DECLARE @orig_lat DECIMAL
DECLARE @orig_lng DECIMAL
SET @orig_lat=52.676 set @orig_lng=-1.6193
DECLARE @orig geography = geography::Point(@orig_lat, @orig_lng, 4326);
SELECT @orig.STDistance(geography::Point(Latitude, longitude, 4326)) AS distance
From ...
但是我得到了错误的答案 例如距离234229北纬55.0853,经度-1.595
我必须承认我只是复制了代码并且不理解它。答案应该是166英里,即267公里。
有什么想法吗?
答案 0 :(得分:0)
答案是以米为单位,除以1000,你就有公里。
我试着把它分解给你:
-- I assume you already know that this part is only declaring variables
-- and setting them.
-- In this case they are the variables for your starting coordinates.
DECLARE @orig_lat DECIMAL
DECLARE @orig_lng DECIMAL
SET @orig_lat=52.676 set @orig_lng=-1.6193
-- MS SQL has built in geography functions
-- like a function to determine the distance between 2 points.

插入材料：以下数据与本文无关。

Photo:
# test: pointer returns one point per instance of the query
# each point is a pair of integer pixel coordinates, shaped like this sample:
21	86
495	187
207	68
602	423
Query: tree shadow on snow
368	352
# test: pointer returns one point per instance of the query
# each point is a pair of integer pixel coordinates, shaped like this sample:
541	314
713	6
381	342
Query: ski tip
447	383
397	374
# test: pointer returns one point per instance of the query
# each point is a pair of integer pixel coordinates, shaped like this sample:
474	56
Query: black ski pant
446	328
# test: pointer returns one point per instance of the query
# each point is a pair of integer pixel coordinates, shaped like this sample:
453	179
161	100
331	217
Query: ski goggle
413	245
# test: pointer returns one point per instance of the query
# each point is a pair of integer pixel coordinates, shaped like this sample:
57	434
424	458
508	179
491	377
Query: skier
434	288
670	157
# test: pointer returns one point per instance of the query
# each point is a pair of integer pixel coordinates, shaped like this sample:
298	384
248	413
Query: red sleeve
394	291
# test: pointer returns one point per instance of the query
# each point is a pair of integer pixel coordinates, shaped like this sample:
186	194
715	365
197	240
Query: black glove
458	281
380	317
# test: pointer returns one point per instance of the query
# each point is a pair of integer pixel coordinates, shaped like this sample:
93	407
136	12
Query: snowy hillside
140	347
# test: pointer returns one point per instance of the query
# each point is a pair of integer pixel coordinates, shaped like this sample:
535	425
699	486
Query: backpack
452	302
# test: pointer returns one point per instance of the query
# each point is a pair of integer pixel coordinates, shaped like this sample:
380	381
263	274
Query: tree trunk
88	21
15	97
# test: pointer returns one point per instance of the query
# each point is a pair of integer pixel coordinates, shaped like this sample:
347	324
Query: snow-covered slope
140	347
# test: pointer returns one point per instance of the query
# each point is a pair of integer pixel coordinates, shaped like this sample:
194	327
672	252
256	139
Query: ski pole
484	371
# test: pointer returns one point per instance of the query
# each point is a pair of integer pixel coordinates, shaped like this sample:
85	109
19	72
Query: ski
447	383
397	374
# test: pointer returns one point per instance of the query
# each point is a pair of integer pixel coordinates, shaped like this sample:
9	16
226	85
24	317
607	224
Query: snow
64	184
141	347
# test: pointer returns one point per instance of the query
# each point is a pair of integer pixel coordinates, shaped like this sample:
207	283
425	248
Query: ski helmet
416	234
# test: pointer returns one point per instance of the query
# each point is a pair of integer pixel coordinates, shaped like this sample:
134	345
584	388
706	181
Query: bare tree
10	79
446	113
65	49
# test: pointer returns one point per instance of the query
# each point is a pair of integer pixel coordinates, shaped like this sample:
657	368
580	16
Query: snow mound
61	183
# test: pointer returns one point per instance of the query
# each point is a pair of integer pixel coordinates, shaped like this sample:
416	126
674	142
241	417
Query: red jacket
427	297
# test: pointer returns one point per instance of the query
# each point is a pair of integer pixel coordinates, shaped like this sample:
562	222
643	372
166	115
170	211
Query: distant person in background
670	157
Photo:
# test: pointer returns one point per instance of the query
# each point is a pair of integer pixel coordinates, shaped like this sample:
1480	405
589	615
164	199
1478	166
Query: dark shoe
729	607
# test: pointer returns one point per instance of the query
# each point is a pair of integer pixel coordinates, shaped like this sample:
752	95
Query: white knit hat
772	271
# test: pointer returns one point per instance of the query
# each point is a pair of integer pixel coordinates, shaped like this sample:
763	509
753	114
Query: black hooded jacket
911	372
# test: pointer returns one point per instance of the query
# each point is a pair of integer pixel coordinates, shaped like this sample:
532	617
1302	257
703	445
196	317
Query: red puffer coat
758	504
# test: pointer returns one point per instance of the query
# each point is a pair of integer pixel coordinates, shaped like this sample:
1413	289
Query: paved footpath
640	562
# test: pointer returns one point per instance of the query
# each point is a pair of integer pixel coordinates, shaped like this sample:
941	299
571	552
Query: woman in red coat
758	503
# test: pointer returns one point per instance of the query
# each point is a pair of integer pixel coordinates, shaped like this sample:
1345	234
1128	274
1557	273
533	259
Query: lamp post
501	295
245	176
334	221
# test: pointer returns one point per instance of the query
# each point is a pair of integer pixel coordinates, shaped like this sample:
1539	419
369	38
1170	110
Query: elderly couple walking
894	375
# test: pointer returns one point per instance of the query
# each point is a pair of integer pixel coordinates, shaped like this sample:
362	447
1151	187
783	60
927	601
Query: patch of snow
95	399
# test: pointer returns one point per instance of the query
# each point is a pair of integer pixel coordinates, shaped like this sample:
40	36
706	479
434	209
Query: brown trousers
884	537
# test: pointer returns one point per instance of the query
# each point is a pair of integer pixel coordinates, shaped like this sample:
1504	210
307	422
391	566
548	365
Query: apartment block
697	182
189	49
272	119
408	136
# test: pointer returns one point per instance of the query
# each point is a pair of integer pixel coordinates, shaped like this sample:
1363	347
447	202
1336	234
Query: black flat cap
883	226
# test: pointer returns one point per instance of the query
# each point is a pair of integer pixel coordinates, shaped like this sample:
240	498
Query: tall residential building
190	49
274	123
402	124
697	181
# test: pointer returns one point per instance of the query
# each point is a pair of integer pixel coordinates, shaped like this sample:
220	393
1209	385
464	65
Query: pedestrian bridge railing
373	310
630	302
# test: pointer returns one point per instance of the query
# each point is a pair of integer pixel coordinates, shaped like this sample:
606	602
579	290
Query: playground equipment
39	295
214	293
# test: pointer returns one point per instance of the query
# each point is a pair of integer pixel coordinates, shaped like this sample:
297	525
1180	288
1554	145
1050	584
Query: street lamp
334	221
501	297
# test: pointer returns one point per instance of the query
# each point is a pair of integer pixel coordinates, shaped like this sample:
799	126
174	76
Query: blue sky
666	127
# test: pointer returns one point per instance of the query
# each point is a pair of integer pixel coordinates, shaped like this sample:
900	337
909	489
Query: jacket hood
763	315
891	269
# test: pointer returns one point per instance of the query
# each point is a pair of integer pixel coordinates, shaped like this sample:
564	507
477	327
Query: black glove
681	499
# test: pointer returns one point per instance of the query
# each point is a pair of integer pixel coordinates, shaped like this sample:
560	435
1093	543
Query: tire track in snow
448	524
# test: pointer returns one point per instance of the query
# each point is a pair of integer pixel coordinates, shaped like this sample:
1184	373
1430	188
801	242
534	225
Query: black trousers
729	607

-- But it uses an own unit instead of longitude/latitude: point.
-- So you have to use the geography::Point-function to convert
-- a lat/lon coordinate into a point value:
DECLARE @orig geography = geography::Point(@orig_lat, @orig_lng, 4326);
-- The rest is basically the same again with the target coordinates,
-- namely this part: geography::Point(Latitude, longitude, 4326)
-- embedded in the STDistance function. This function calculates the distance
-- between 2 point values.
SELECT @orig.STDistance(geography::Point(Latitude, Longitude, 4326)) AS distance
From ...
-- where Latitude and Longitude would be your destination coordinates.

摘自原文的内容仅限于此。